“Sen çıkmadın çıkardılar karşıma seni
Sen bu kavgada bir nokta bile değil
Bir küçük eğri bir virgül,
Bir zavallı vesilesin
Ben kızabilir miyim sana?
Sen de bilirsin ki benim adetim değildir
Bir posta tatarına
Bir emir kuluna sövmek
Efendisine kızıp, uşağını dövmek.”

Cumhuriyet Halk Partisi (CHP) İstanbul İl Başkanı Canan Kaftancıoğlu, yaptığı sosyal medya paylaşımları gerekçesiyle hakkında açılan davanın duruşmasının ardından Çağlayan’da bulunan İstanbul Adliyesi önünde basın açıklaması yaptı.

HUKUKSUZ SÜREÇLE KARŞI KARŞIYAYIZ
Açıklamaya; CHP milletvekilleri, partinin İstanbul il yöneticileri ile çok sayıda yurttaş katıldı. Kendisini adliye önünde bekleyen yurttaşları selamlayarak konuşmasına başlayan Kaftancıoğlu, hakkında açılan soruşturmanın hazırlanış aşamasını eleştirdi. Kaftancıoğlu, “Her birinizin çok değerli olduğunu düşündüğüm zamanını böylesi bir davayla meşgul ediyor olmak, içeride de söylediğim gibi hakikaten üzüntü verici. Soruşturma aşamasından, iddianamenin oluşturulmasına kadar baştan sona hukuksuz bir süreçle karşı karşıyayız. Bakın ne ilginçtir sizler de biliyorsunuz, 13 Ocak’ta İl Başkanı seçiliyorum. 15 Ocak’ta jet hızıyla soruşturma başlatılıyor, aynı gün ne tesadüf ki Cumhurbaşkanı şikayetçi oluyor ve nasıl hızsa hemen soruşturma dosyasına dahil ediliyor” dedi.

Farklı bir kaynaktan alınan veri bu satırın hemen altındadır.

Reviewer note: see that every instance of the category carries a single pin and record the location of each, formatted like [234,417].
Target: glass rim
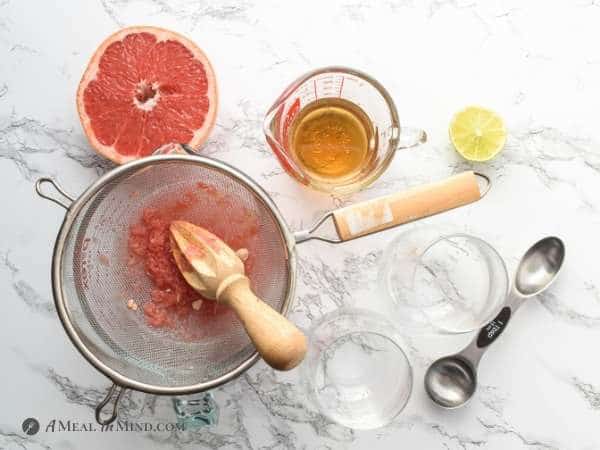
[445,234]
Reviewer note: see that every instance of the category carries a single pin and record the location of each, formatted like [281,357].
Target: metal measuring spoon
[451,381]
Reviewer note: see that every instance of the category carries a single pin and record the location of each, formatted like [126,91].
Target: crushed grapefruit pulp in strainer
[171,298]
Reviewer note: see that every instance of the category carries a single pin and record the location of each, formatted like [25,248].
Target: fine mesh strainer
[117,341]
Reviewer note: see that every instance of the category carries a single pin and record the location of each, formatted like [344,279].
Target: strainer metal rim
[72,213]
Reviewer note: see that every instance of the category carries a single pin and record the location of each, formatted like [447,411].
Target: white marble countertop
[536,62]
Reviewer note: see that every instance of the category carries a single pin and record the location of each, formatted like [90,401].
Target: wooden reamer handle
[280,343]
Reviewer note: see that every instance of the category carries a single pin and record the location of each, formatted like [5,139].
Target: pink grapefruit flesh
[143,88]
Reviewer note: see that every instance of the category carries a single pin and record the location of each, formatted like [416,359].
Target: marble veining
[534,62]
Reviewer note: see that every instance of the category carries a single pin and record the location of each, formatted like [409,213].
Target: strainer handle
[115,392]
[38,188]
[402,207]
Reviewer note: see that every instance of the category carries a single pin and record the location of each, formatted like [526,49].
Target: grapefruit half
[143,88]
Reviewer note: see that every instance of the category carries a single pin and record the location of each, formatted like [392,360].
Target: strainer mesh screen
[97,280]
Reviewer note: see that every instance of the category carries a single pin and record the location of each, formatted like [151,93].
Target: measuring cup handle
[411,137]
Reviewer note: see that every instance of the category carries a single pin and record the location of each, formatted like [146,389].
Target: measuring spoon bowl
[452,380]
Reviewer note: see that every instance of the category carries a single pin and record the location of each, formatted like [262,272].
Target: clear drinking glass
[361,90]
[443,281]
[355,370]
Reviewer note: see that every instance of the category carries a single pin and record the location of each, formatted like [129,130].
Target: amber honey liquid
[332,139]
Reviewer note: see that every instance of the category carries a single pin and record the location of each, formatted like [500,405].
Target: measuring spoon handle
[492,330]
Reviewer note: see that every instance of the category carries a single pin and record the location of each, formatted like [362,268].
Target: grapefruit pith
[143,88]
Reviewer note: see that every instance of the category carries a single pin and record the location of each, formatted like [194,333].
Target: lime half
[478,134]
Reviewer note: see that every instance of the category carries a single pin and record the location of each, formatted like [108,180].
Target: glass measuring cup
[357,88]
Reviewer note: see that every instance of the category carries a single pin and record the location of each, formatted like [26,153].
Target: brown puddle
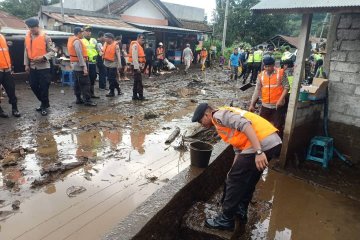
[129,164]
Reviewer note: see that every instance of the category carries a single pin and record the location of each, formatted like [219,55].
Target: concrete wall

BU DAVA YARGI MÜHENDİSLİĞİDİR
AKP iktidarının yargı yoluyla siyaseti dizayn ettiğini belirten Kaftancıoğlu, “24 Haziran 2018 Cumhurbaşkanlığı seçimleri öncesi ne hikmetse, bu davalar akıllarına geliyor. 22 Mayıs 2018’de soruşturma izni veriliyor. 23 Haziran seçimlerine giderken iddianame oluşturuluyor ve 5 gün içerisinde kabul ediliyor. Hepiniz hatırlayacaksınız mazbatadan bir gün önce duruşmamız vardı ve bugün 18 Temmuz yine bir aradayız. Yargı ne hikmetse, seçim dönemlerinde beni hatırlıyor. Demek ki seçimlerde yargıyı çok üzmüşüz. Bunlar bir tesadüf değil, yargı mühendisliğidir” diye konuştu.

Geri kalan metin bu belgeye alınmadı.